Mehdi Khosravi, blogger e attivista per i diritti umani, di origine iraniana, dopo essere stato arrestato a Dorio, nella provincia di Lecco, nella notte a cavallo tra il 6 e il 7 agosto è stato rilasciato.
“Continuerò a lottare per difendere i diritti fondamentali dell’uomo anche a costo della vita”, si legge su Repubblica. Questa la dichiarazione del blogger, secondo quanto riferito dal suo legale.
“È vergognoso che uno Stato membro dell’Unione europea arresti un rifugiato politico perseguitato da un regime che ha ucciso molte persone in tutto il mondo. Perché il vostro governo non è intervenuto prima?”, ha proseguito Khosravi. Il blogger ha anche affermato che la polizia non gli avrebbe permesso di mettersi in contatto con l’ambasciata britannica, un avvocato o un familiare al momento dell’arresto.
Khosravi è stato costretto ad abbandonare il suo Paese di origine dopo le manifestazioni del Movimento verde, nato in seguito alle elezioni presidenziali del 2009 che consacrarono, di nuovo, la vittoria del presidente uscente Mahmoud Ahmadinejad. Il Movimento verde chiedeva le dimissioni del presidente e denunciava l’irregolarità del voto mediante cui era stato eletto. Al blogger iraniano è stato, dunque, riconosciuto lo status di rifugiato politico nel Regno Unito.
L’attivista iraniano è stato interrogato dalla V sezione penale della Corte d’Appello di Milano, presieduta da Pier Angelo Guerriero. “Il suo difensore, Nicola Canestrini, ha depositato in udienza i documenti per testimoniare lo status di rifugiato politico del suo assistito e le persecuzioni da lui subite in Iran. L’uomo è stato quindi scarcerato con il parere favorevole della procura generale”, riporta Repubblica.
“Il mio cliente è stato rilasciato intorno all’una di notte”, ha affermato l’avvocato Canestrini, aggiungendo che questi dovrebbe essere processato in Italia per le presunte accuse di corruzione e non estradato in Iran. “Vorremmo che un processo ci fosse. È nel nostro interesse ottenere una sentenza che rigetti l’estradizione e confermi, piuttosto, che l’Iran è un regime che persegue i suoi oppositori politici”, si legge su Adnkronos.
L’avvocato Canestrini, esperto in materia di estradizione, ha anche raccontato che Khosravi avrebbe tentato di togliersi la vita ingerendo una dose massiccia di psicofarmaci, dopo esser stato sottoposto a fermo. Il legale ha affermato che il suo assistito “era terrorizzato alla prospettiva di tornare in Iran”, si legge su Repubblica.
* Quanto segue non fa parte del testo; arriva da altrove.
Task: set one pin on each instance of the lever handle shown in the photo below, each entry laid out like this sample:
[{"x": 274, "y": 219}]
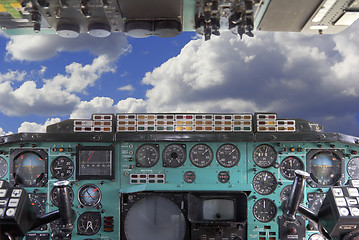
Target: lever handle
[
  {"x": 67, "y": 214},
  {"x": 295, "y": 195}
]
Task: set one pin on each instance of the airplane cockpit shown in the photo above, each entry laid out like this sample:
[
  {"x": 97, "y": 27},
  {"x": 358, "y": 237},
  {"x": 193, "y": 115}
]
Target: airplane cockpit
[{"x": 198, "y": 176}]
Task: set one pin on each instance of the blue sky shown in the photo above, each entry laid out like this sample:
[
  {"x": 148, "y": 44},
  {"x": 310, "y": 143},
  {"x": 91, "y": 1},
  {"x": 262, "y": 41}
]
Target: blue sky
[{"x": 45, "y": 79}]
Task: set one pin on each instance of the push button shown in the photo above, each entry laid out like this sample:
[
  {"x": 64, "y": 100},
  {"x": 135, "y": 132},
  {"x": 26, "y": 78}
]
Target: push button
[
  {"x": 3, "y": 192},
  {"x": 3, "y": 202},
  {"x": 13, "y": 202},
  {"x": 10, "y": 212},
  {"x": 16, "y": 193}
]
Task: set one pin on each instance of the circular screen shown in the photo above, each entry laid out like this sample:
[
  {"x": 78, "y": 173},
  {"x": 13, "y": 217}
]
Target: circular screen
[
  {"x": 155, "y": 218},
  {"x": 325, "y": 166}
]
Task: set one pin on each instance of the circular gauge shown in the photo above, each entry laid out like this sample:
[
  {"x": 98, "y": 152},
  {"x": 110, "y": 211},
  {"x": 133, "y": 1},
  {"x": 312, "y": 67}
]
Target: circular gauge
[
  {"x": 89, "y": 195},
  {"x": 89, "y": 223},
  {"x": 264, "y": 156},
  {"x": 316, "y": 236},
  {"x": 201, "y": 155},
  {"x": 284, "y": 194},
  {"x": 228, "y": 155},
  {"x": 62, "y": 167},
  {"x": 223, "y": 177},
  {"x": 189, "y": 177},
  {"x": 353, "y": 168},
  {"x": 174, "y": 155},
  {"x": 325, "y": 167},
  {"x": 264, "y": 210},
  {"x": 38, "y": 201},
  {"x": 29, "y": 168},
  {"x": 289, "y": 165},
  {"x": 54, "y": 196},
  {"x": 3, "y": 167},
  {"x": 155, "y": 218},
  {"x": 264, "y": 183},
  {"x": 147, "y": 155}
]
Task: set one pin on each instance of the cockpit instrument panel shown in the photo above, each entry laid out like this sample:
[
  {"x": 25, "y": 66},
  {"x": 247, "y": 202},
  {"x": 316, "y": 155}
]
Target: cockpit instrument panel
[{"x": 187, "y": 176}]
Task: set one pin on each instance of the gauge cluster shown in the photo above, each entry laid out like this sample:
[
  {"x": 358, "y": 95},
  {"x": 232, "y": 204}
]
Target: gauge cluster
[{"x": 100, "y": 173}]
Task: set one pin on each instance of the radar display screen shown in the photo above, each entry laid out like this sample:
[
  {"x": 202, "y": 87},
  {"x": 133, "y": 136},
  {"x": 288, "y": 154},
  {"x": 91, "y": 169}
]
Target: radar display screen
[{"x": 95, "y": 162}]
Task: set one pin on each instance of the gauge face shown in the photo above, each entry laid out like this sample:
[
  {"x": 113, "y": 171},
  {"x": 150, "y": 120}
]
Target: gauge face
[
  {"x": 38, "y": 201},
  {"x": 55, "y": 198},
  {"x": 223, "y": 177},
  {"x": 62, "y": 167},
  {"x": 189, "y": 177},
  {"x": 29, "y": 168},
  {"x": 353, "y": 168},
  {"x": 3, "y": 167},
  {"x": 89, "y": 195},
  {"x": 264, "y": 156},
  {"x": 317, "y": 236},
  {"x": 174, "y": 155},
  {"x": 201, "y": 155},
  {"x": 325, "y": 166},
  {"x": 264, "y": 183},
  {"x": 89, "y": 223},
  {"x": 289, "y": 165},
  {"x": 264, "y": 210},
  {"x": 155, "y": 218},
  {"x": 228, "y": 155},
  {"x": 95, "y": 162},
  {"x": 147, "y": 155},
  {"x": 284, "y": 194}
]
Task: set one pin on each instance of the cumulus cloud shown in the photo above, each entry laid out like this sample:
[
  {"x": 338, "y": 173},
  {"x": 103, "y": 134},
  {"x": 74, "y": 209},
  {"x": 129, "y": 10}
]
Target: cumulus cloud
[
  {"x": 106, "y": 105},
  {"x": 127, "y": 88},
  {"x": 12, "y": 75},
  {"x": 2, "y": 132},
  {"x": 57, "y": 96},
  {"x": 41, "y": 47},
  {"x": 293, "y": 74},
  {"x": 37, "y": 127}
]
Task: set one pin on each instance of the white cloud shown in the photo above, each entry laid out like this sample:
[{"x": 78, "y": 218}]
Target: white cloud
[
  {"x": 57, "y": 95},
  {"x": 106, "y": 105},
  {"x": 41, "y": 47},
  {"x": 12, "y": 75},
  {"x": 126, "y": 88},
  {"x": 2, "y": 132},
  {"x": 293, "y": 74},
  {"x": 37, "y": 127}
]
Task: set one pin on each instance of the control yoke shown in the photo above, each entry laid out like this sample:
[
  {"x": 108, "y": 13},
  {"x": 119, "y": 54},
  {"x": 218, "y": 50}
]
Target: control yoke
[
  {"x": 19, "y": 217},
  {"x": 337, "y": 218}
]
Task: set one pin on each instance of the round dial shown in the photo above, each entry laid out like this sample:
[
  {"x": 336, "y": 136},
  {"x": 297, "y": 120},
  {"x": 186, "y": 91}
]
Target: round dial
[
  {"x": 54, "y": 196},
  {"x": 289, "y": 165},
  {"x": 228, "y": 155},
  {"x": 3, "y": 167},
  {"x": 155, "y": 218},
  {"x": 89, "y": 223},
  {"x": 264, "y": 156},
  {"x": 189, "y": 177},
  {"x": 353, "y": 168},
  {"x": 62, "y": 167},
  {"x": 174, "y": 155},
  {"x": 284, "y": 194},
  {"x": 223, "y": 177},
  {"x": 317, "y": 236},
  {"x": 147, "y": 155},
  {"x": 325, "y": 167},
  {"x": 264, "y": 210},
  {"x": 29, "y": 168},
  {"x": 201, "y": 155},
  {"x": 89, "y": 195},
  {"x": 264, "y": 183}
]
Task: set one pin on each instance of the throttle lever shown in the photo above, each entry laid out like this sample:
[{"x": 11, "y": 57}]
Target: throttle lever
[
  {"x": 291, "y": 206},
  {"x": 67, "y": 214}
]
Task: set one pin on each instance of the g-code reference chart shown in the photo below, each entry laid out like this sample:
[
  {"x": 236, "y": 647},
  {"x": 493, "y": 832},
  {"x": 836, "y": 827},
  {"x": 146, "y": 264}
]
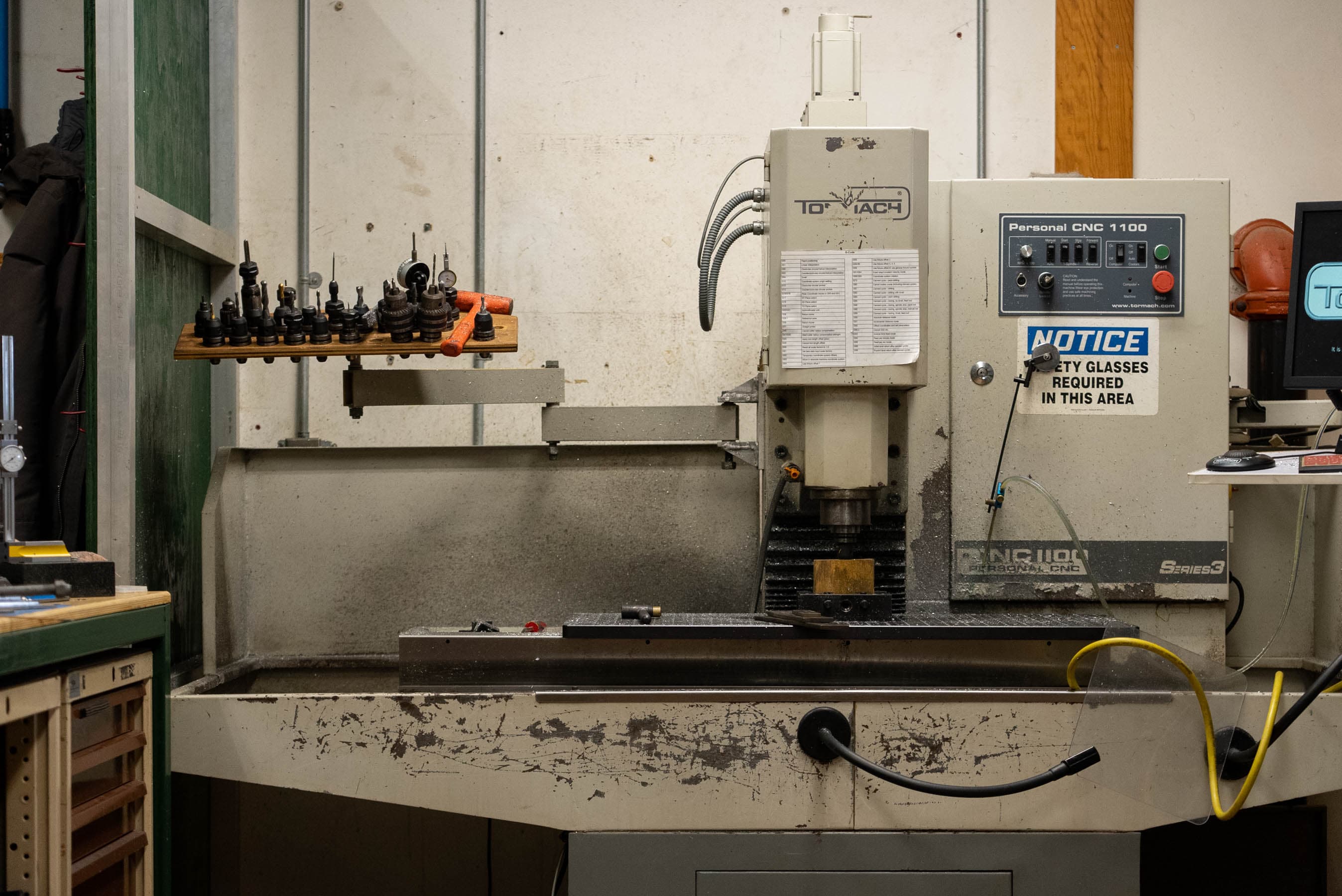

Khosravi, in arte Yashar Parsa, è stato arrestato per via del mandato di cattura internazionale, emesso nel 2009 dalla Repubblica islamica dell’Iran, che pende sulla sua testa. Giunto sul Lago di Como per trascorrere qualche giorno di vacanza, è stata la reception dell’albergo presso cui avrebbe dovuto alloggiare a inoltrare i suoi dati anagrafici alla Questura di Lecco, seguendo la prassi prevista per via dell’allarme terrorismo. A quel punto, emerso dal database dell’Interpol che Khosravi era ricercato e accusato di corruzione, è stato arrestato
Subito dopo la notizia dell’arresto, diverse le persone che si sono mobilitate in suo favore. Innanzitutto il figlio del defunto Scià Reza Pahlavi, Reza Ciro Pahlavi, che ha inviato una lettera al premier Renzi perché questi intervenisse a difesa di un uomo innocente. Se estradato in Iran, l’attivista sarebbe stato “incarcerato, torturato e condannato a morte, in qualità di oppositore del regime”, metteva in guarda Reza Pahlavi nella sua lettera”. L’erede al trono, inoltre, si era rivolto anche al ministro degli Affari esteri britannico Boris Johnson.
Appelli sono giunti anche dall’Unhcr, che ha inviato una lettera al ministero della Giustizia italiano, da Amnesty International Italia e dall’Associazione Nessuno tocchi Caino. Riccardo Noury, portavoce di Amnesty Italia, ha affermato che l’Organizzazione era pronta a protestare con il ministro della Giustizia italiano Andrea Orlando, qualora Khosravi non fosse stato rilasciato.